Le rendement, le goût et les maladies font partie des problématiques abordées au 8e Symposium international de la fraise auquel participent des chercheurs, des producteurs et intervenants du milieu agricole d'une trentaine de pays.

« Il y a encore des problèmes de maladie, des problèmes de productivité, des problèmes de goût que l'on tente de résoudre.
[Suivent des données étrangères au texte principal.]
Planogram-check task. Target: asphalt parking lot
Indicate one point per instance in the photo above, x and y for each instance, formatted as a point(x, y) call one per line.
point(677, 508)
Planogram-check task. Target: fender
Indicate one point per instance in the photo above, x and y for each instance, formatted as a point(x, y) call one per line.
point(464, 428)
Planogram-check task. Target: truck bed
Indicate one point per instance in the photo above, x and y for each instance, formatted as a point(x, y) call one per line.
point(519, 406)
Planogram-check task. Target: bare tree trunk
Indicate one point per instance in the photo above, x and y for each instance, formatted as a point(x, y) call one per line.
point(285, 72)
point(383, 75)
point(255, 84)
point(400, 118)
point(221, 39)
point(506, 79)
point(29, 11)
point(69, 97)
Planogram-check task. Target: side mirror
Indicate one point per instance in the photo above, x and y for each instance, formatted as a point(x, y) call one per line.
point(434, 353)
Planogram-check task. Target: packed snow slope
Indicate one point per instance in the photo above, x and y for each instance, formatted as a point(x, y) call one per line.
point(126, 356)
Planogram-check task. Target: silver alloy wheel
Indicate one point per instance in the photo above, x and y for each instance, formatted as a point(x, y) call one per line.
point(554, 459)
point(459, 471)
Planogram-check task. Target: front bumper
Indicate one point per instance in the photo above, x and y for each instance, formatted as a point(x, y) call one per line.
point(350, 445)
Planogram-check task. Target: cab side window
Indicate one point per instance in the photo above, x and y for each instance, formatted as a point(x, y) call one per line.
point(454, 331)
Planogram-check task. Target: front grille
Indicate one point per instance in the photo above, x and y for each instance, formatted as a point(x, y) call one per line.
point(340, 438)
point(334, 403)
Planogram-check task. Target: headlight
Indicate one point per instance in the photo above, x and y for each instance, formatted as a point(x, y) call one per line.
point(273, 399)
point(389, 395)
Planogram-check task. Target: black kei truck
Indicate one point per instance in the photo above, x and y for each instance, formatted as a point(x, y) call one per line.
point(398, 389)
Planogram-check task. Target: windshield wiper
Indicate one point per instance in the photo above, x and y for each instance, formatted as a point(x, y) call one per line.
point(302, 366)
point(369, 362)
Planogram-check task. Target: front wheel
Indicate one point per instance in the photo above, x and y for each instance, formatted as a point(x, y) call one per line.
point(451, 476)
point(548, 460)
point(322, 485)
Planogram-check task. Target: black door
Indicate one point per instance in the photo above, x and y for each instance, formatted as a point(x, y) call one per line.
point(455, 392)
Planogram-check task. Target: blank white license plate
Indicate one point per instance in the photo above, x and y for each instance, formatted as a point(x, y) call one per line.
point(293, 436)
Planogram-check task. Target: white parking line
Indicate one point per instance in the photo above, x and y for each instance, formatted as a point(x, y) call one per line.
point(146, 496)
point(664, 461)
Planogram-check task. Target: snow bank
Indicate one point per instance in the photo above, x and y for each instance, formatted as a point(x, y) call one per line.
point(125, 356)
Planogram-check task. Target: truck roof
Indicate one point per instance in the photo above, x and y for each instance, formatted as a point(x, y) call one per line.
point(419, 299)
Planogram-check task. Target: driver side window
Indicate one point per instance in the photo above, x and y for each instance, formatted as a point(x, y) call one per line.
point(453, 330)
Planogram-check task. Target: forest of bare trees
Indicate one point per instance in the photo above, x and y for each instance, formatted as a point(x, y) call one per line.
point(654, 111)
On tente d'introduire des nouveaux gènes de résistance aux maladies et également des gènes qui vont procurer un meilleur goût à la fraise », explique le coprésident de l'événement, Yves Desjardins, un professeur à l'Université Laval.

Pour enrayer les problèmes de maladie liés au petit fruit rouge, la culture hors-sol est envisagée.

Selon M. Desjardins, l'industrie veut aussi allonger encore davantage la saison des fraises et limiter l'usage des pesticides. « Un des aspects discutés est comment on peut cultiver les fraises de manière plus respectueuse de l'environnement en réduisant la quantité de pesticides et en adoptant des méthodes de lutte intégrée. »

Les chercheurs parlent également de robotisation de la cueillette, déjà très répandue en Californie.

Ces innovations technologiques sont dans la mire des multinationales qui participent au Symposium, comme Driscoll's, mais la plupart ne sont pas envisageables à court terme pour les petits producteurs locaux.

« Eux, ce sont des gros de l'international qui veulent exporter le plus possible pour faire compétition aux États-Unis. Les clients qui viennent chez nous, ils veulent le contact avec le propriétaire », souligne Laura Genest, copropriétaire de la ferme Genest à Lévis, très populaire pour l'autocueillette.

La robotisation non plus n'est pas pour demain à la ferme de Lévis. « J'adore mes cueilleurs. Ils font une très belle job, puis ils ont besoin d'argent pour suivre dans leur pays. Ils viennent ici seulement pour travailler. Je ne veux pas leur enlever leur job. »

Pour le copropriétaire de la ferme François et Lise Méthot, à Lévis, certaines avancées sont prometteuses, mais elles ne seront pas mises en pratique tout de suite.

« Il va possiblement y avoir des variétés ou des nouvelles techniques au Québec pour réussir à rentabiliser la production hors-sol, mais pour le moment, ce n'est pas encore rentable à mon avis », dit-il.